[Q4111] – Mr Isgar, Porter Railway Station, c.1864

PRESENCE OF MIND AND ESCAPE FROM IMMINENT DANGER
John Isgar, railway porter and occasional ticket collector at Lewes station, had an almost miraculous escape from death on Tuesday last, under circumstances in which his own admirable presence of mind would not have aided him, had his personal size been but a little larger than it really is.

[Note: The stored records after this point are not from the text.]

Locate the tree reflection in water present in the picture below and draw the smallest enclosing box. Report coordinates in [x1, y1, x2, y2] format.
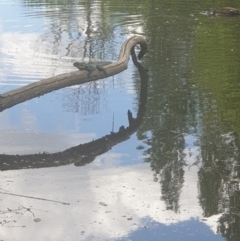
[199, 130, 240, 241]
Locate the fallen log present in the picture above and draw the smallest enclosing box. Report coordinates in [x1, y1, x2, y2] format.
[0, 35, 148, 111]
[0, 49, 149, 171]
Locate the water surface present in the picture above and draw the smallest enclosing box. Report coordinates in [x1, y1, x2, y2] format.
[1, 0, 240, 240]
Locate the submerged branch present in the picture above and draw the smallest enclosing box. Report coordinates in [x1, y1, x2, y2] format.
[0, 191, 70, 205]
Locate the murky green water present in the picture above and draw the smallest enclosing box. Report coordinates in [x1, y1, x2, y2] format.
[1, 0, 240, 240]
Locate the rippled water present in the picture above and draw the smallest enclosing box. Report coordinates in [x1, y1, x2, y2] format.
[1, 0, 240, 240]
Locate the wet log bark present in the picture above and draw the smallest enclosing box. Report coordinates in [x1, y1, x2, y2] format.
[0, 35, 147, 111]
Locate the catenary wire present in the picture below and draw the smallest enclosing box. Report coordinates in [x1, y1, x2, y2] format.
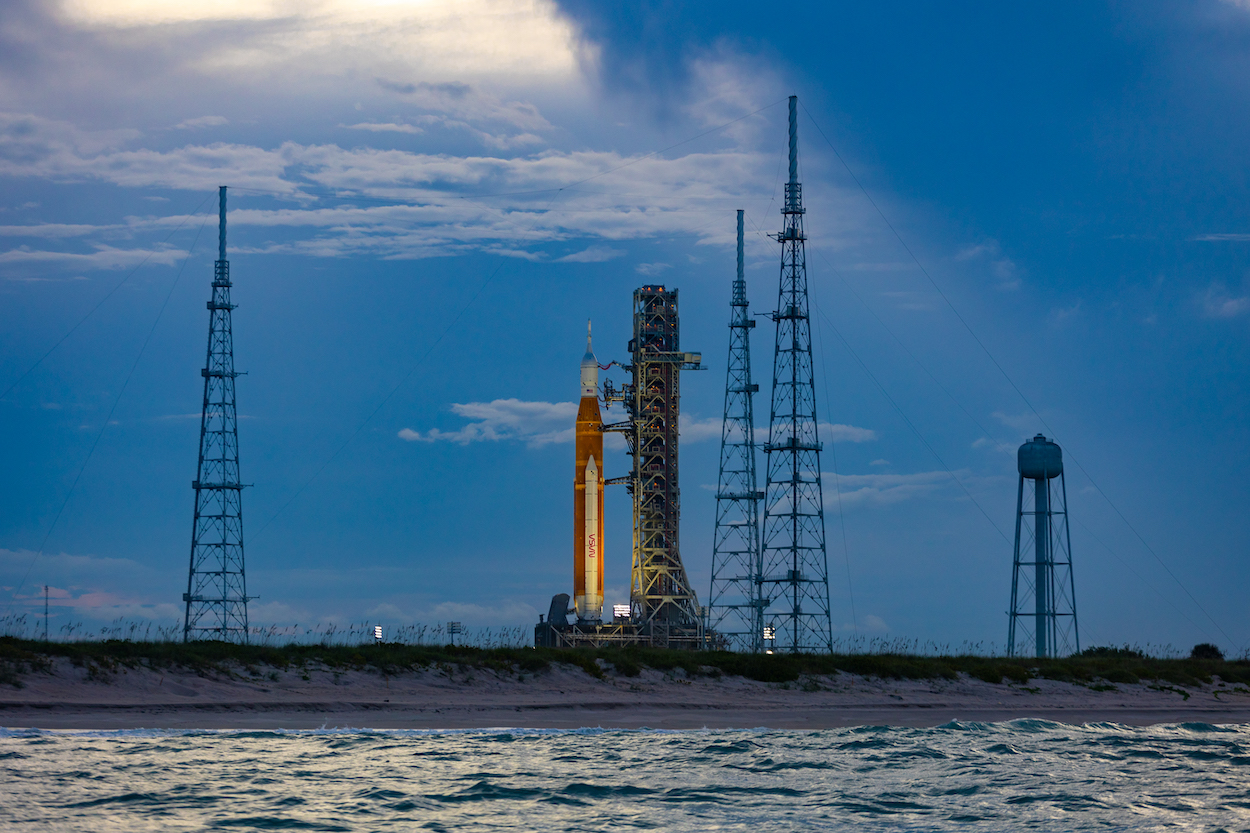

It appears that on the day named, the train due at Lewes from Brighton at 2.35pm, arrived in due course, and the passengers alighted. It was then backed from the station platform to the upper platform, in order to get it on the proper rails for proceeding to Hastings. The attendance of some of the company’s servants is, of course, required at the upper platform, and their custom – though a dangerous one – is to ride on the outside of the carriage to it. Isgar, for that purpose, was about taking his position on the long step of one of the carriages, when he accidently slipt down in the direct way of the moving train. Isgar’s first impulse was to call to the driver to stop, but the word had hardly passed his lips, when he felt the inutility of doing so, and with a strong presence of mind and a promptitude more sudden than the danger which threatened him, he threw himself upon the ground beneath the moving carriages, so that the wheels on either side should miss his person. The ash-box of the engine, as is well known, is placed considerably below the floor of the ordinary carriages, and there was scarcely room for it to pass over without crushing the unfortunate man, whose only hope of prolonging his existence hung on so slender a chance.
The feelings of Isgar as he lay there, with the train passing over him, are beyond the powers of description, – the suspense while it lasted must have been agonising beyond conception. The station clerk and other parties who witnessed the occurrence were aghast under the horrifying impression that when the train had passed they should see the body of their coadjutor crushed and disfigured.
On comes the train – carriage after carriage passes above him – the approach of the dreaded ash-box is marked by the increasing heat – he feels it passing gently over his back – and he is safe. He rises with his jacket singed, and his forehead indented with an impression of the ground on which it had rested, indicating how imminent had been the risk he had run, and how closely he had pressed his body to the earth as the only hope of life.”